Yoga & Meditation Waiver and Release of Liability

1. Assumption of Risk

I understand that participation in yoga and meditation involves inherent risks to my physical and mental health. These risks include, but are not limited to physical injuries as a result of falls, strains, sprains, dehydration, or injury due to equipment failure, weather, or the negligence of myself or others as well as mental and emotional effects including the surfacing of past traumas, psychological distress, or mental disorientation.

Altered States: Drowsiness, lightheadedness, or altered states of consciousness common in meditation. I accept full responsibility for my safety during and immediately following these sessions, including my ability to safely operate a motor vehicle.

I voluntarily assume all risks, known and unknown, and accept full responsibility for any injury, death, or property damage resulting from my participation.

2. Medical Attestation

I affirm that a licensed physician has verified my physical health to participate in this program. I acknowledge that yoga and meditation are not substitutes for medical examination, diagnosis, or mental health counseling.

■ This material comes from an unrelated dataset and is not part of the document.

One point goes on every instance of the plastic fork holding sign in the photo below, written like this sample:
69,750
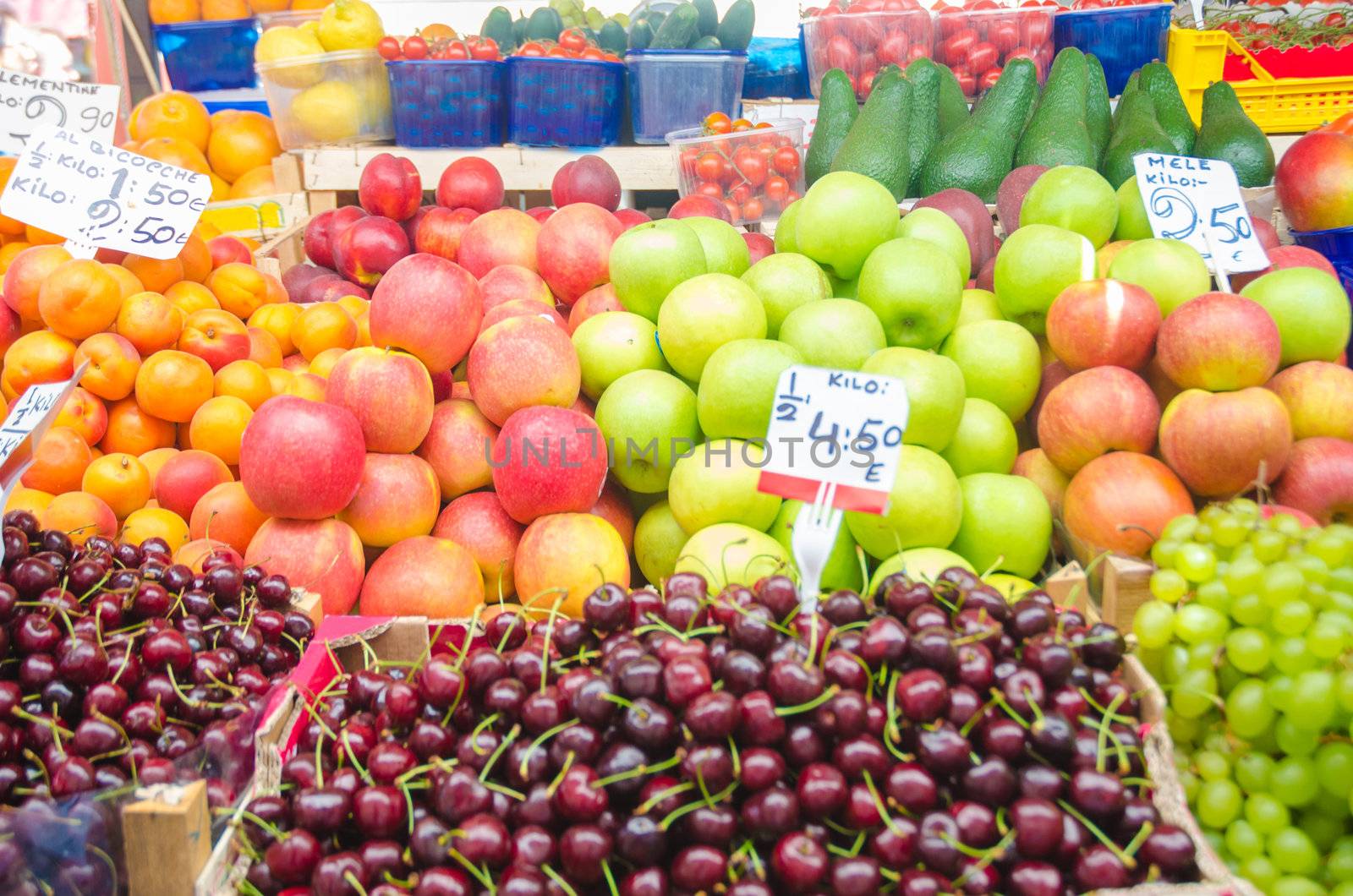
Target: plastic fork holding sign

I will notify the instructor of any medical conditions, physical limitations, or pregnancy before class. I have no physical impairments or illnesses that would endanger myself or others.

3. Release of Liability & Indemnification

In consideration for being permitted to participate in classes offered by Esther Smith and Sara Lancaster (Lancaster Group LLC), I hereby release and hold harmless the aforementioned parties, their agents, and employees from any and all liability, claims, or actions arising out of my participation, including those attributed to negligent acts or omissions. I agree to indemnify and hold these parties harmless from any injury or damage I may cause to myself or others through my own negligent or intentional acts.

4. Arbitration & Governing Law

This agreement is governed by the laws of the State of Colorado. Any dispute shall be submitted to binding arbitration in Arapahoe County, CO, within six months of the incident. I hereby waive my right to a trial by jury and agree to share the costs of the arbitrator.

5. Acknowledgement

I have read and understood this document. I understand that by signing, I am waiving valuable legal rights and that this agreement is intended to be as broad and inclusive as permitted by Colorado law.